Director: Wes Anderson
Screenwriter: Wes Anderson, Owen Wilson
Runtime: 109 min
DVD Distributor: Buena Vista Home Entertainment
Big-hearted family pictures packed with emotion, a suicide attempt, incest and medical fraud don’t usually make for hilarious viewing, but that’s why The Royal Tenenbaums is one of my favorite movies. It takes all of these very tricky subjects, like divorce, widowers with young children, interracial romance and death and somehow makes them into a tender, funny and just totally bizarre film. The first time I saw this, in the cinema with my sister, there was a feeling that it was the perfect film for me, that it was made with a deep and thorough understanding of what I found funny and what I found to be sad.
Wes Anderson’s highly stylized notions may put some people off, but I love the world he paints, from pink and green set pieces to fake fingers and a table in the library. I love that his characters here are zany, and insecure, but never one-dimensional. When Royal, taking his grandsons to the cemetery to visit his mother, sees the memorial to a young man wrecked at sea, he taps his cane on the stone and says “Hell of a damn grave.” I laugh at this every time, and every time am touched by the mirrored scene at the end of the film where Royal’s grave is shown to have a similar inscription. I miss him when he dies, such is Hackman’s characterization.

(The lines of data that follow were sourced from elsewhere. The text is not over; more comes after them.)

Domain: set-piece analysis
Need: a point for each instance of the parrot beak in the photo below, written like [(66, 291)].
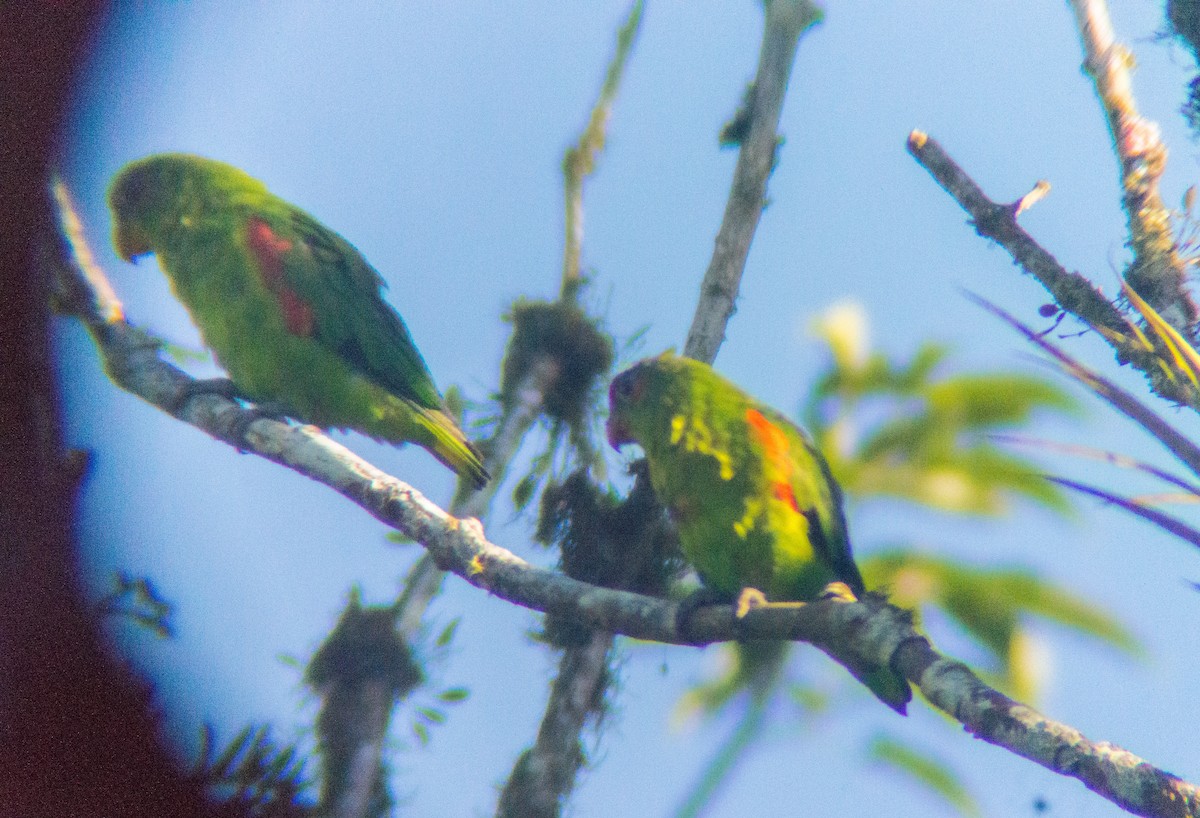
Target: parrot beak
[(618, 435), (130, 242)]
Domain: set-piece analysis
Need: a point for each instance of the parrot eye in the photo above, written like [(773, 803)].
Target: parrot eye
[(623, 388)]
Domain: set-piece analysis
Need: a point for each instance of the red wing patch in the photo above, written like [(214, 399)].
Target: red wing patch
[(269, 250), (775, 453)]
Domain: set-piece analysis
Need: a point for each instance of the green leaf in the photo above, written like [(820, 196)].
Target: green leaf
[(431, 715), (927, 770), (991, 605), (523, 492), (454, 695), (448, 633)]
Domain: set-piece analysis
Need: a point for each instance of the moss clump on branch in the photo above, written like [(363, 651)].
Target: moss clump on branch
[(563, 334), (625, 545)]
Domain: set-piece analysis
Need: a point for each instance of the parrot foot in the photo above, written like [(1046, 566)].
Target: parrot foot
[(192, 389), (748, 600), (839, 591), (701, 597)]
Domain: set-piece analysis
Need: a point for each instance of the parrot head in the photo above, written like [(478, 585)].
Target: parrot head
[(643, 397), (151, 194)]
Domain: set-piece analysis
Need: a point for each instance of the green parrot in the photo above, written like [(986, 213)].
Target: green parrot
[(751, 497), (291, 310)]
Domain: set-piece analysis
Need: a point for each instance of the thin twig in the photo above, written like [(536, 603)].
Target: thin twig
[(580, 161), (1157, 272), (1170, 524), (1120, 461), (785, 22), (868, 632), (1071, 290), (545, 775), (1122, 401)]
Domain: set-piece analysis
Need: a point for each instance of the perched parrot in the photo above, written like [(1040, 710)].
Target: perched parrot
[(751, 497), (291, 310)]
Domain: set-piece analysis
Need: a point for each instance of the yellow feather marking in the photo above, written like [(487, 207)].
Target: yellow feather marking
[(699, 438)]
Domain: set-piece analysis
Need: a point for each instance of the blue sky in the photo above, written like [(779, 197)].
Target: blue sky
[(431, 137)]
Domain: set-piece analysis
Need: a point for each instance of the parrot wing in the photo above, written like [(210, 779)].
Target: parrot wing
[(798, 475), (330, 293)]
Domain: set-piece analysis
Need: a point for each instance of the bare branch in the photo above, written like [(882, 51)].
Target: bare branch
[(545, 774), (868, 632), (785, 22), (1122, 401), (1157, 272), (580, 161), (1071, 290), (1115, 458)]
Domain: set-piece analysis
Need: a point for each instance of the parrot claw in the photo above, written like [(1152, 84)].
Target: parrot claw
[(839, 591)]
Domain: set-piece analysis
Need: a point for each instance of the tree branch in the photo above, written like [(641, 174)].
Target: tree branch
[(1157, 271), (868, 632), (786, 20), (1071, 290)]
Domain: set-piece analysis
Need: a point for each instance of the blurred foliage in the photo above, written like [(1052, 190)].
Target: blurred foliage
[(252, 777), (901, 431), (925, 770), (905, 431), (1183, 17), (993, 605), (136, 600)]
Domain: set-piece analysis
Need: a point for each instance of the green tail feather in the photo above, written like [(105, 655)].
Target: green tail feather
[(449, 445), (888, 686)]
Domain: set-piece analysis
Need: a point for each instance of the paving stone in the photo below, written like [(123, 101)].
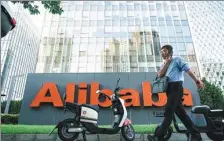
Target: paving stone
[(138, 137), (25, 137), (45, 137)]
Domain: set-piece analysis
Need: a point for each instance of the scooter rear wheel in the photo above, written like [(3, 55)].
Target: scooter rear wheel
[(63, 130)]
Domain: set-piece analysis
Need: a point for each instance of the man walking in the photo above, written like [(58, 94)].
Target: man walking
[(176, 68)]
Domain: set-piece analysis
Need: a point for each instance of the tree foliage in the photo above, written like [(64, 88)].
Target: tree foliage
[(53, 6), (211, 95)]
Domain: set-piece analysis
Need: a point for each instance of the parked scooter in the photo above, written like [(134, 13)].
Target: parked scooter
[(214, 124), (86, 117)]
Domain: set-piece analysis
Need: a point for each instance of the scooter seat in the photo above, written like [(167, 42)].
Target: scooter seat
[(94, 107), (201, 109), (218, 112)]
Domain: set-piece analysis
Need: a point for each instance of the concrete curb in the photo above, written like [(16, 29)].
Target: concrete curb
[(99, 137)]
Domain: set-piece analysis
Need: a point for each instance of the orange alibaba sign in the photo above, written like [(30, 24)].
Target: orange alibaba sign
[(56, 99)]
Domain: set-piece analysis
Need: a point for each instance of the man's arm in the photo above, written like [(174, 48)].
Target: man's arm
[(162, 71), (191, 74)]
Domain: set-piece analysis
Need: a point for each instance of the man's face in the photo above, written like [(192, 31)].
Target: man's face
[(164, 53)]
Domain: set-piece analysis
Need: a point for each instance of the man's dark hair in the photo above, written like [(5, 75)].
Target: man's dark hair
[(168, 47)]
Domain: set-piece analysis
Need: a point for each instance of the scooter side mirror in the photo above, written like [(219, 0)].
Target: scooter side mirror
[(98, 91), (101, 97), (64, 97), (128, 100)]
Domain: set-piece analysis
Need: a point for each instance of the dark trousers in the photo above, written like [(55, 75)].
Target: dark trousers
[(174, 105)]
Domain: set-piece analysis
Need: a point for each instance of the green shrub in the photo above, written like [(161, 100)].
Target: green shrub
[(9, 118), (211, 95), (14, 107)]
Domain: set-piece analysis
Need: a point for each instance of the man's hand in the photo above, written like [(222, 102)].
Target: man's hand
[(165, 66), (200, 84), (167, 60)]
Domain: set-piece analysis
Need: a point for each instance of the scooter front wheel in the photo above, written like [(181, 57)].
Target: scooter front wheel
[(128, 132), (63, 130)]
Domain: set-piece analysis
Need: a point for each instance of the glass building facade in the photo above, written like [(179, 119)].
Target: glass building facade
[(207, 25), (19, 52), (114, 36)]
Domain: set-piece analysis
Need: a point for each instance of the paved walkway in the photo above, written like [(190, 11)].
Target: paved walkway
[(117, 137)]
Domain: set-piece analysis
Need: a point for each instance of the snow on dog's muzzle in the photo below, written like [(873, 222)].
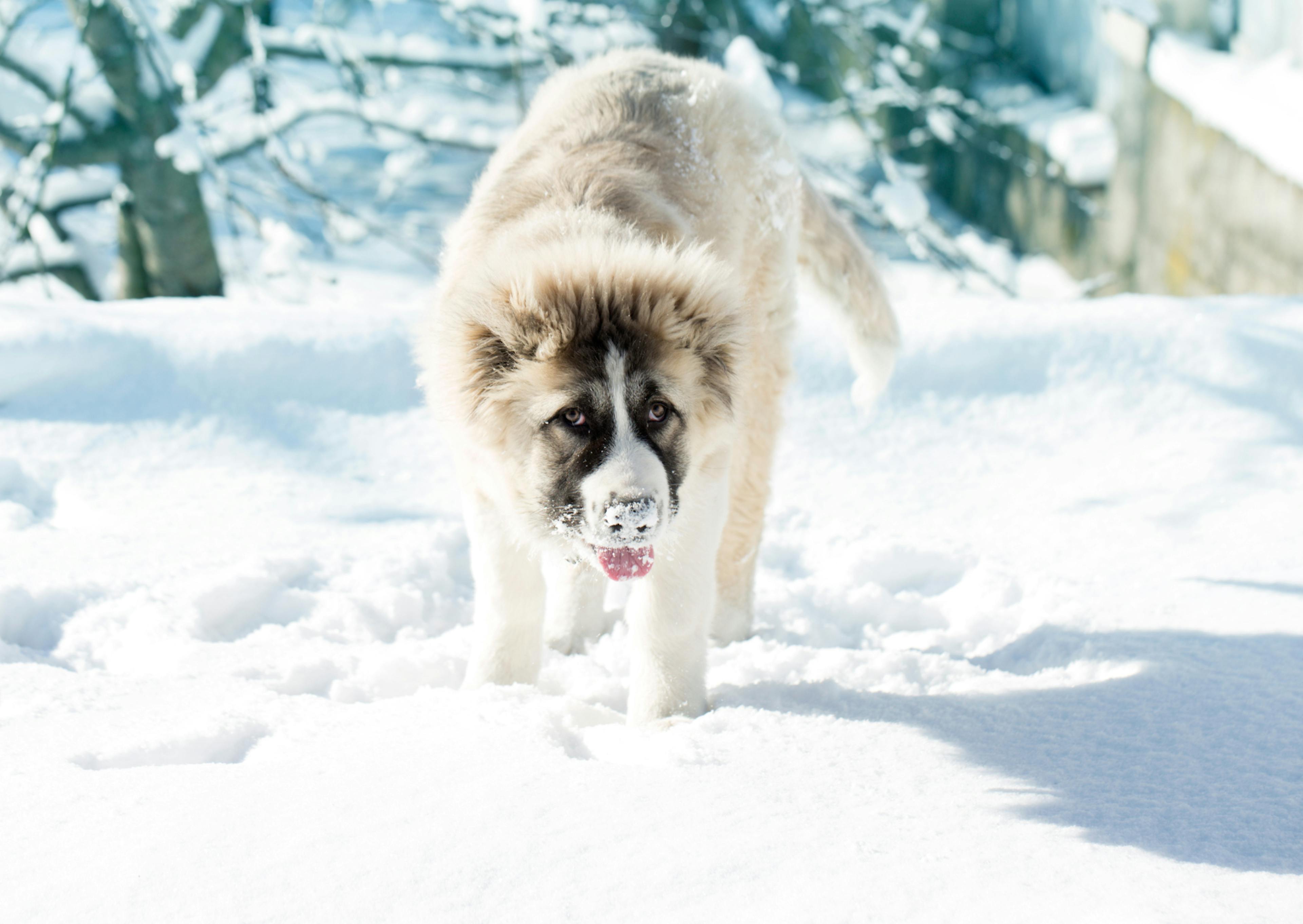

Everybody else, though dealing with their demons, all seem secondary to Royal, but manage to give subtle and exciting performances. When Anjelica Houston’s character tearfully and desperately asks Royal “what are you doing?!” after he has tried to convince her that he is dying, I feel as if I’ve been in that situation and had reacted exactly in that way. There are so many instances of this in The Royal Tenenbaums that, coupled with the totally oddball humour, I never get tired of this film. It’s like cinematic candy to me.
Director: Michel Gondry
Screenwriter: Michel Gondry
Runtime: 105 min
DVD Distributor: Warner Home Video
Dreams are a hard thing to capture on film as, assuredly, everyone dreams different things in different ways. I have a very vivid and active dream life, and so when I see a film that so beautifully captures the uninhibited landscape of my unconscious I have to celebrate it. The Science of Sleep is the most recent film on my list, and perhaps because of its newness, the most affecting. When I saw it in the cinema I sat in my seat long after most others had left, completely rapt and enamoured.
The first thing I loved about this film was the atmosphere. Michel Gondry’s imagination is splattered open and vivisected for all to see with his beautiful panoply of sounds, images and lights. When I saw the first “dream” displayed, I felt as if I had dreamed of big hands and paper skies, such was the purity of his vision. The lopsided cardboard city was another strangely familiar image, like a dream I had never had before but thought that I had. Visually, the dream sequences are immaculate.
The nitty-gritty of the doomed romance sequences are just as beautiful, albeit in a completely real and sensible way, and for me, just as identifiable. The way Charlotte Gainsborough is so ugly and pretty, what with her funny mouth and greasy hair, makes the funny little love story between her and Gael Garcia Bernal seem all the more genuine and confused. When she spies him, naked and wet, slipping a note under her door, she tells her best friend and they laugh about it. It’s real. This happens. And unlike so many cinematic offerings these days, these weird little instances aren’t glossed over. I just love how ordinary and unexceptional all the characters in this film are. They could be my friends, or people that live in my building. I certainly wouldn’t notice them if they were living next door, and I love that. Real people, extraordinary story. The Science of Sleep is a delightful, beautiful, reverie of a film.